If this small percentage of WBCs with an abnormal B-cell population is included in EOD Primary Tumor as peripheral blood involvement, then this would indicate peripheral blood/bone marrow involvement and primary site would need to be coded to C421 per Rule PH5. Rules PH5 and PH6 confirm primary site must be coded C421 if peripheral blood or bone marrow are involved.
Is there a cutoff value for these abnormal B-cell populations in the peripheral blood? Or should these abnormal B-cell populations be ignored unless the pathologist states the abnormal B-cell population is consistent with CLL/SLL (not just immunophenotypically characteristic of CLL/SLL)?
Primary site would be C421 based on Hematopoietic and Lymphoid Neoplasm Manual, Module 3, Rule PH 5.
Assign EOD Primary Tumor to code 800 (peripheral blood involvement WITH other involvement).
Per consultation with an expert hematologist oncologist, this is a Stage IV CLL/SLL since the peripheral blood is involved. There is no cutoff value for the abnormal B-cell populations in the peripheral blood when the cells are consistent with CLL/SLL. If the peripheral blood is involved, even only slightly, it is a Stage IV CLL/SLL. Our expert stated that the physician's staging was wrong (this is not a Lugano, Stage III).
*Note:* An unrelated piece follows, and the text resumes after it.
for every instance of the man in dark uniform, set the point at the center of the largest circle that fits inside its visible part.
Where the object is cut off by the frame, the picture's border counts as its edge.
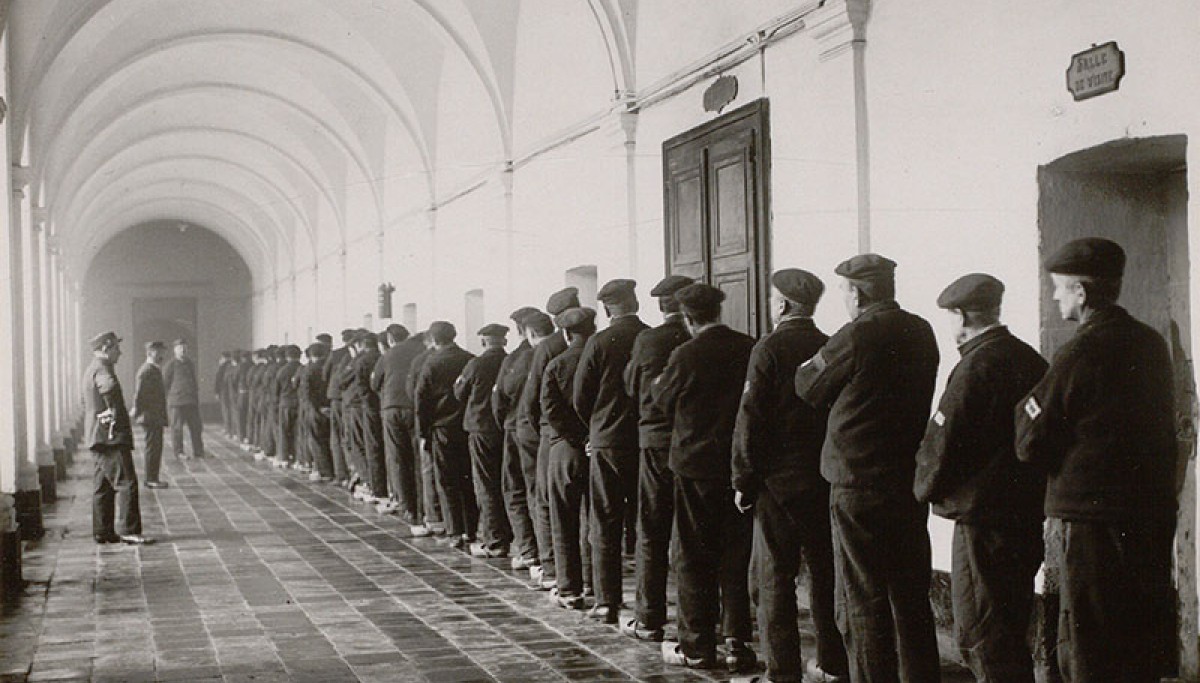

Reportability/Histology--Soft Tissue: Is atypical spindle cell neoplasm, primitive myxoid mesenchymal tumor of infancy (PMMTI) from the soft tissue of the leg in August of 2019, reportable?
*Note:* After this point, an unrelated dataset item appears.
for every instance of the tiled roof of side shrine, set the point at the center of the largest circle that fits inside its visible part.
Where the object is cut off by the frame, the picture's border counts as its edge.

Primitive myxoid mesenchymal tumor of infancy (PMMTI) is reportable. PMMTI is listed in the new WHO 5th edition Classification of Soft Tissue and Bone Tumors under round cell sarcomas. This is a variant of BCOR sarcomas. There is a new ICD-O histology code assigned for cases diagnosed in 2022 or later (9368/3). Code this 2019 case to round cell sarcoma, undifferentiated 8803/3. Use text fields to explain the details.
Reportability--Brain and CNS: Is pseudotumor cerebri reportable?
Pseudotumor cerebri is not reportable. It is not a neoplasm. The pressure inside the skull is increased and the brain is affected in a way that appears to be a tumor, but it is not a tumor.